Anonymous, not at all. We wanted to streamline this so that the conversation was in one spot rather than scattered. As for only having two postings, we really should have only one. The idea was to gather feed back and to provide a place for people to tell us what costs they incurred not for us to listen to ourselves talk.

Anonymous said...

Hey "Jenn"

Are you sure it wasn't because people started posting things you didn't like? Like the fact that Dok left town for the G20...

I assume one of your staffers got on here last night and challenged the anon. poster to provide evidence.

Well here it is, from Dok's mouth:

http://www.pittsburghcitypaper.ws/gyrobase/Content?oid=oid%3A69375

Don't you think its funny that all the G20 cost Dok was 3 nights at a super-high end, ritzy spa, tucked away in the mountains?

It would have been really nice if every other Pittsburgher could afford such jaunts our of town when times got tough.

JenEngland said...

Hey "Anonymous"

Yep.
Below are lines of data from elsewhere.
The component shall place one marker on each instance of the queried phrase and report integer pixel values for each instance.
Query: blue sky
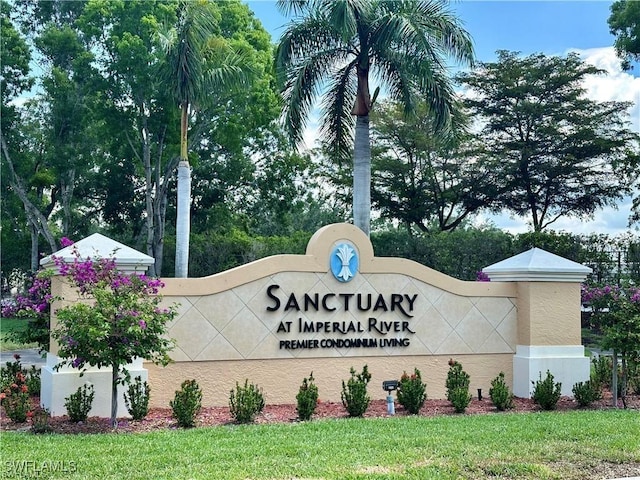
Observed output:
(550, 27)
(527, 26)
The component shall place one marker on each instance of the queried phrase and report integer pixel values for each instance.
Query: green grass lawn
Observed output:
(8, 325)
(550, 445)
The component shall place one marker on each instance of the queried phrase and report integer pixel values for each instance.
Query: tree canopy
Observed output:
(559, 152)
(340, 46)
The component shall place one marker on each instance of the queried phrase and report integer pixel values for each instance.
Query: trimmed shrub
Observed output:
(412, 392)
(307, 398)
(546, 393)
(40, 421)
(354, 393)
(187, 403)
(136, 398)
(78, 404)
(586, 393)
(500, 395)
(458, 386)
(245, 402)
(456, 378)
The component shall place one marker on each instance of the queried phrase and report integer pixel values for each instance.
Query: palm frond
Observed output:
(337, 126)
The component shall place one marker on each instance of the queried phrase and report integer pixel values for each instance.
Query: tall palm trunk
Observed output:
(183, 219)
(362, 175)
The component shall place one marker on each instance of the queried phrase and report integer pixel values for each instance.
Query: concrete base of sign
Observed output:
(57, 385)
(567, 364)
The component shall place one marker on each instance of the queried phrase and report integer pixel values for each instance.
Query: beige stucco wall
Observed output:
(547, 313)
(280, 379)
(225, 332)
(235, 325)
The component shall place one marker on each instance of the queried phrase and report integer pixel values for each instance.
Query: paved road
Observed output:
(28, 357)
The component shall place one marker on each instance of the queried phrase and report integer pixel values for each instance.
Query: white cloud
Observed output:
(615, 84)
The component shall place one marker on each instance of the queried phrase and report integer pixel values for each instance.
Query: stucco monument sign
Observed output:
(338, 306)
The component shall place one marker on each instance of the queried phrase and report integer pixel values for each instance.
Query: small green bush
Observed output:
(78, 404)
(307, 398)
(33, 380)
(546, 393)
(586, 393)
(500, 395)
(456, 378)
(412, 392)
(40, 421)
(601, 371)
(14, 398)
(136, 398)
(354, 393)
(187, 403)
(245, 402)
(458, 386)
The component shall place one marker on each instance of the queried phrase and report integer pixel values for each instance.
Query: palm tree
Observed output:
(199, 66)
(343, 44)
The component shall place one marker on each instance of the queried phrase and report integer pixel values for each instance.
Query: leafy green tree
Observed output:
(423, 178)
(559, 153)
(199, 61)
(344, 45)
(624, 23)
(19, 172)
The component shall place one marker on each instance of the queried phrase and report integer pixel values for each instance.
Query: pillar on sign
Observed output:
(549, 313)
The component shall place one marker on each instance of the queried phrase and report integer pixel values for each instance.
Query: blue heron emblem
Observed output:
(344, 262)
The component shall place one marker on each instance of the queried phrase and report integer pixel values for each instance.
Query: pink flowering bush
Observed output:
(119, 320)
(33, 306)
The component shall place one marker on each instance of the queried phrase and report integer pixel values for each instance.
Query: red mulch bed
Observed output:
(161, 418)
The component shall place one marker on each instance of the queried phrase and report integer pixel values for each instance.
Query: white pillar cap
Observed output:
(537, 265)
(98, 246)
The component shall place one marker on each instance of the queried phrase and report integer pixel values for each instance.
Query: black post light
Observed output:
(389, 386)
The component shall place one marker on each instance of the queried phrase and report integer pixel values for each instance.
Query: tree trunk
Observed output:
(362, 175)
(114, 396)
(184, 202)
(182, 220)
(35, 242)
(34, 216)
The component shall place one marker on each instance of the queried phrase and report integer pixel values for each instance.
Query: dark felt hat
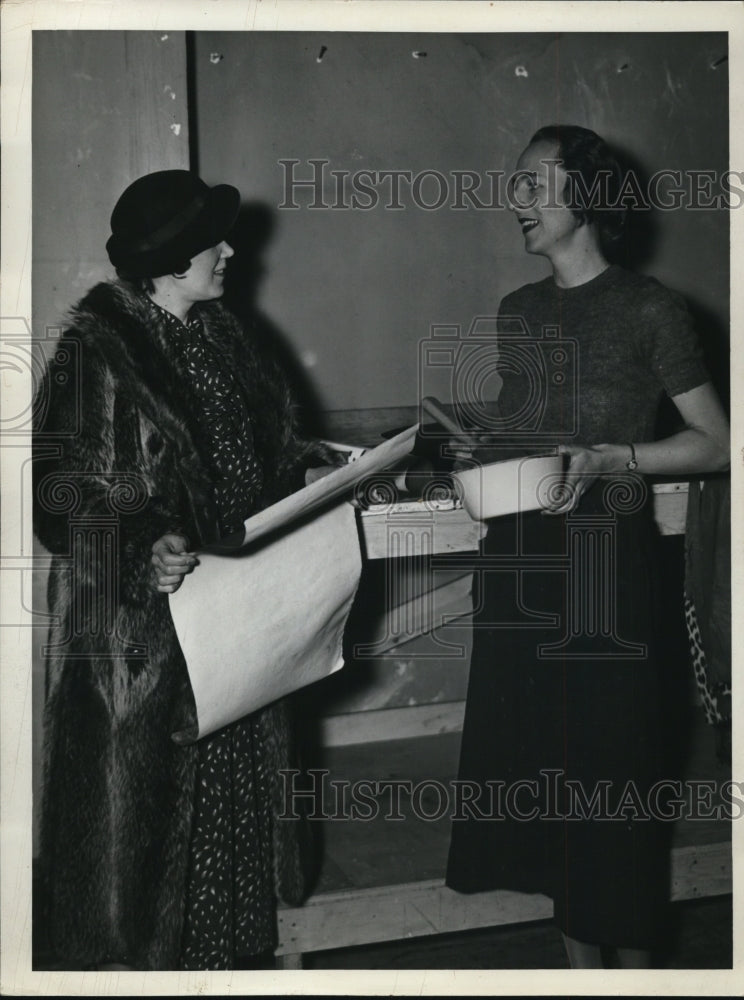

I'm sure. And no one ever said Dok wasn't out of town. He was with his girlfriend (who lives out of town) doing debate prep. She flew in to help him get ready. It was planned well in advance and we all felt that there was nothing Dok as a private citizen could add to the G20. I see no problem with a private citizen being out of town for the G20. In fact many people left town to avoid the hassles. He left to work and spend time with a loved one. He used his own money (in fact, he used his reward points so it actually cost him nothing, but that is beside the point) so it actually bears no relationship to any conversation about the cost to the taxpayers for the G20.

Again, I invite you to drop the veil of anonymity. Only cowards hide behind anonymity to attack via the internet.

Anonymous said...

Jen,

You've asked people to come on this blog and comment about the G20, and when someone does, you call them a coward? Is that really a good idea?

I am raising a legitimate question about Dok's ability to lead. Bill Peduto and Patrick Dowd didn't leave town, they thought they could be useful by being in their neighborhoods and sending out updates on where people should stay away from. Bill even went out to try to diffuse some crowds. Couldn't Dok have stayed in town and helped in that capacity, as a leader?

Additionally, Dok is not a "private citizen," he is a candidate for Mayor. Was it really appropriate for him to split town during a period of such opportunity and promise for the city? This is the same kind of crap that gets Luke in trouble, leaving town when he should be here LEADING.

Now, I have come to this website to ask important and legitimate questions about Dok's ability to lead this city, which entirely relates to the G20. And all I get are deleted comments and accusations that I am a coward. How dare you treat a voter and a Pittsburgher in such a way. There is no longer any doubt in my mind that Dok is not ready to lead.